Multidrug-Resistant TB

WHO maps showing the global burden of drug-resistant tuberculosis in 2014
(A) The percentage of new tuberculosis cases that are MDR. (B) Estimated number of cases of MDR tuberculosis in diagnosed patients with pulmonary tuberculosis. (C) Incidence of MDR tuberculosis and rifampicin-resistance per 100 000 individuals of the general population. Available from (D) Number of patients with confirmed XDR tuberculosis who started treatment in 2014. Parts (A), (B), and (D) are from the WHO Global Tuberculosis Report, 20151. MDR=multidrug resistant. XDR=extensively drug resistant.

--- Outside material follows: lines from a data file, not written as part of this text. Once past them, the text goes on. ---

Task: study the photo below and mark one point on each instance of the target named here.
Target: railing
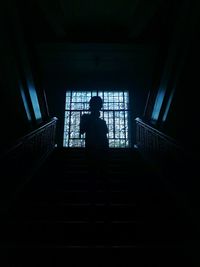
(154, 143)
(21, 161)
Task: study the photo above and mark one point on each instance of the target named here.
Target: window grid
(114, 112)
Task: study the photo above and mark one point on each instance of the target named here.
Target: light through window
(115, 112)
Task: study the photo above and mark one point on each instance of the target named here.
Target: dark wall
(16, 79)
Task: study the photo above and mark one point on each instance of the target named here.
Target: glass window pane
(114, 112)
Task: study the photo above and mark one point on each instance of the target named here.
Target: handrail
(161, 134)
(21, 140)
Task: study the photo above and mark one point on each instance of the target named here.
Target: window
(115, 112)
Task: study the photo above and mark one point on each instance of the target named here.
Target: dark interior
(138, 206)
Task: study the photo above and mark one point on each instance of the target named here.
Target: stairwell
(115, 212)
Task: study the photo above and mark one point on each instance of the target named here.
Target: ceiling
(96, 21)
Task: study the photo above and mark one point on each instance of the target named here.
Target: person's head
(95, 103)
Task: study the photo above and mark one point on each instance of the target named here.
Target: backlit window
(114, 112)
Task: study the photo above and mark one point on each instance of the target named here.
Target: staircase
(76, 212)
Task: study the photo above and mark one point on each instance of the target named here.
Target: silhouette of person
(94, 127)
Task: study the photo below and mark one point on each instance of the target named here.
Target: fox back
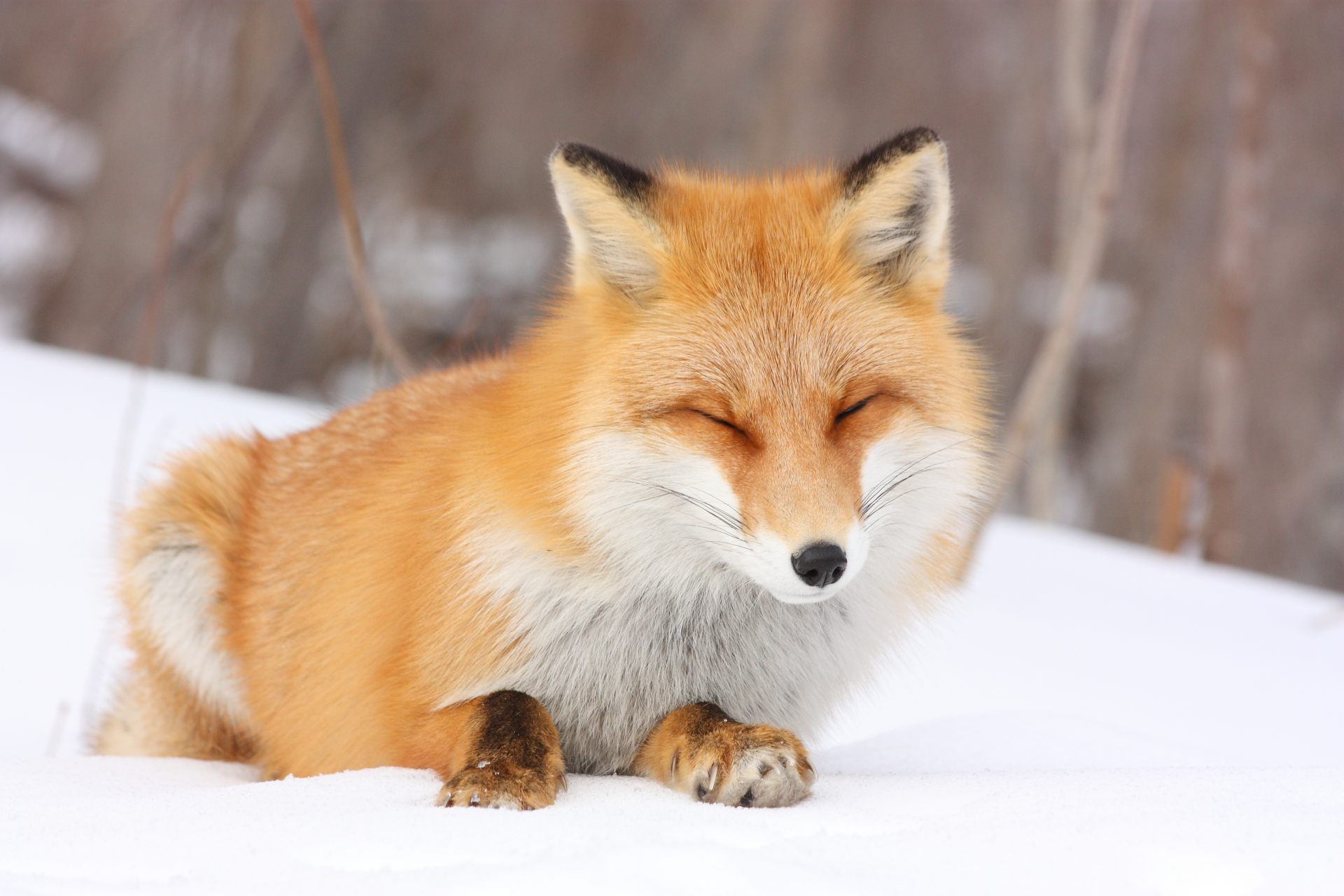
(737, 454)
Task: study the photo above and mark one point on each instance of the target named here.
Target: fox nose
(820, 564)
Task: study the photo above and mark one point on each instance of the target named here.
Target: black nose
(820, 564)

The global mission to reduce the number of new tuberculosis (TB) cases face critical challenges as multidrug-resistant (MDR) and extensively drug-resistant (XDR) tuberculosis go undetected in countries where at-risk communities have little to no access to drug testing. A new report from the Lancet medical journal claims one in five TB cases are now resistant to at least one major anti-TB drug. Roughly 5 percent of all cases are considered “multi drug-resistant” to two vital first-line drugs, isoniazid and rifampicin, or “extensively drug-resistant” to fluoroquinolones and second-line injectable drugs as well.

The World Health Organization (WHO) has branded TB the “world’s top infectious disease killer,” taking 5,000 lives each day. In 2015, an estimated 1.8 million people died from TB related illnesses and the disease is the leading killer of HIV-positive people- in 2015, 35 percent of HIV deaths were due to TB.

The spread of drug-resistant TB is especially deadly with MDR TB having a 40 percent mortality rate and 60 percent for XDR TB. Drug-resistant TB is also costly, making up just 5 percent of all cases, but MDR TB accounted for a third of the $6.3 billion allocated for the global response to TB in 2014. Unsurprisingly, “the heaviest burden is carried by communities which already face socio-economic challenges: migrants, refugees, prisoners, ethnic minorities, miners and others working and living in risk-prone settings, and marginalized women, children and older people,” the WHO said in a press release Wednesday, announcing a new set of ethics guidelines for TB patients.

Humanosphere reports that researchers originally thought drug-resistant TB was less transmissible- mostly acquired by patients who did not fully comply with treatment regimens, but recent studies show that as many as 95.9 percent of new TB cases infected with multi drug-resistant strains were spread from person-to-person. Migration and travel is supporting the spread of these strains. In 2015, about half of the world’s estimated 480,000 cases of new MDR TB cases were in India, China, and Russia.

Funding for detection and treatments will help curb further spread of TB but an October 2016 report by the Treatment Action Group notes that TB research and development funding in 2015 fell by $53.4 million from 2014, to its lowest point since 2008. For the first time in more than five decades, new anti-TB drugs were approved and released in 2012 and 2013, but access to those drugs is limited in communities where they are needed the most.  Dr. Zhenkun Ma, lead author for Global tuberculosis drug development pipeline: the need and the reality, concluded that the pipeline of new drugs for TB under clinical development is not considered to be a very extensive drugs “pipeline” for such a major disease as TB.

Furthermore, patients are often infectious for months before they seek care. Employing mobile clinics and low cost testing equipment will help healthcare workers find, diagnose, and treat patients before they seek clinics themselves- a technique called active case finding. However, even when healthcare workers and at-risk communities are proactive in screening for TB, most diagnostic tests in at risk-communities can not detect drug-resistant TB or will only detect resistance to one drug. Keertan Dheda, lead author of the Lancet report and professor of medicine at the University of Cape Town told Humanosphere that “the best way to deal with drug-resistant TB is to deal with TB itself” by addressing the major drivers such as property and overcrowding, HIV, cigarette smoke, and exposure to biomass fuels that weakens people’s immune systems.